Background data: Surgical injury is associated with significant exposure of host tissues to morphine from both endogenous release and its use as a potent analgesic agent. Morphine use in surgical patients exposed to extreme physiologic stress is well established to result in increased infection risk. Although morphine is a known immunosuppressant, whether it directly induces virulence expression and lethality in microbes that colonize the human gut remains unknown.
Methods: Mice were implanted with a slow release morphine or placebo pellet with and without intestinal inoculation of P. aeruginosa created by direct cecal injection. Mucus production and epithelial integrity was assessed in cecal tissue via Alcian blue staining and histologic analysis. In vivo and in vitro P. aeruginosa virulence expression was examined using reporter strains tagged to the epithelial barrier disrupting protein PA-I lectin. P. aeruginosa chemotaxis toward morphine was also assayed in vitro. Finally, the direct effect of morphine to induce PA-I lectin expression was determined in the absence and presence of methylnaltrexone, a μ opioid receptor antagonist.

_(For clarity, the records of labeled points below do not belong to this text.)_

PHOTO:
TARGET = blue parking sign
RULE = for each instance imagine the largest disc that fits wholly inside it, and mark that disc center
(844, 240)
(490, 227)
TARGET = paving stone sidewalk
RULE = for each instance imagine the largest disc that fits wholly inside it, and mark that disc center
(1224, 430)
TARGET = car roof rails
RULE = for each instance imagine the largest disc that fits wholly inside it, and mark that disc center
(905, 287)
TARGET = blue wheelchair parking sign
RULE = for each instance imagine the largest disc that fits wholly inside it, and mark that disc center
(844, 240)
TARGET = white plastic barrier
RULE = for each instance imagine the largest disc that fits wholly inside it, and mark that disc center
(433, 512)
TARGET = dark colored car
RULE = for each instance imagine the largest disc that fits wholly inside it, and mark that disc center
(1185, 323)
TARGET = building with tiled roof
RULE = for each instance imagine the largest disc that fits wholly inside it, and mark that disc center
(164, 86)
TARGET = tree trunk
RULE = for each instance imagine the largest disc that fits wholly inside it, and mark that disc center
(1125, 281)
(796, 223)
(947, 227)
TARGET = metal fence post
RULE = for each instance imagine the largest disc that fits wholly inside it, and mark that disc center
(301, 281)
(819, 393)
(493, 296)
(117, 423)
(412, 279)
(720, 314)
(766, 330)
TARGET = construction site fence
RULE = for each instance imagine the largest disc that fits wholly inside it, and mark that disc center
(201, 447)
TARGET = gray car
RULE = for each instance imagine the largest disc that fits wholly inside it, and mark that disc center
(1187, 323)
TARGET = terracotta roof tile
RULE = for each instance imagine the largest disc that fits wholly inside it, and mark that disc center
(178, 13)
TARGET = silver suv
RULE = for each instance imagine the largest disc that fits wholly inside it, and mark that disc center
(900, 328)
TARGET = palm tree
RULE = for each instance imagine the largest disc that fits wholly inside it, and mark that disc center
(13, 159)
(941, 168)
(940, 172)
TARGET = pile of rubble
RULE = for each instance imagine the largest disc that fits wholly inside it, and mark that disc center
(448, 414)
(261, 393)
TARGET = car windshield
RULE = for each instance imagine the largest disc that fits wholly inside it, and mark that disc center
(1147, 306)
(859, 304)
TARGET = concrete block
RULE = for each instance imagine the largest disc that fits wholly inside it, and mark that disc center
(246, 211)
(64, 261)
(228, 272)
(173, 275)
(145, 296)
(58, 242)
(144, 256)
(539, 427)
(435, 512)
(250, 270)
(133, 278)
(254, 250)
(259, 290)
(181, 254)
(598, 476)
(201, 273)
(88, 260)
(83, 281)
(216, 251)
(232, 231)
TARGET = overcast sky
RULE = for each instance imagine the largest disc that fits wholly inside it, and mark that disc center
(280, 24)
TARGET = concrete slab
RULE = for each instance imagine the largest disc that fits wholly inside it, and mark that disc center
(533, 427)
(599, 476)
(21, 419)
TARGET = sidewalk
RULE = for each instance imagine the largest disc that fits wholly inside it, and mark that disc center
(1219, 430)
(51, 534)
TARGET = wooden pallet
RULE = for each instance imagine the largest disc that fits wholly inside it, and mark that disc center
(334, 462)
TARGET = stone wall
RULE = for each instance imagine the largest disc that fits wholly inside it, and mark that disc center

Results: Mice intestinally inoculated with P. aeruginosa and implanted with a morphine pellet demonstrated significant suppression of intestinal mucus, disrupted intestinal epithelium, and enhanced mortality; whereas exposure of mice to either systemic morphine or intestinal P. aeruginosa alone enhanced intestinal mucus without mortality, suggesting a shift in P. aeruginosa during morphine exposure to a mucus suppressing, barrier disrupting, and lethal phenotype. Direct exposure of P. aeruginosa to morphine in vitro confirmed that morphine can transform P. aeruginosa to a more virulent phenotype that is attenuated in part by methylnaltrexone.
Conclusions: Morphine administration shifts intestinal P. aeruginosa to express a virulent phenotype and may play a role in its ability to causes lethal gut-derived sepsis in a susceptible host.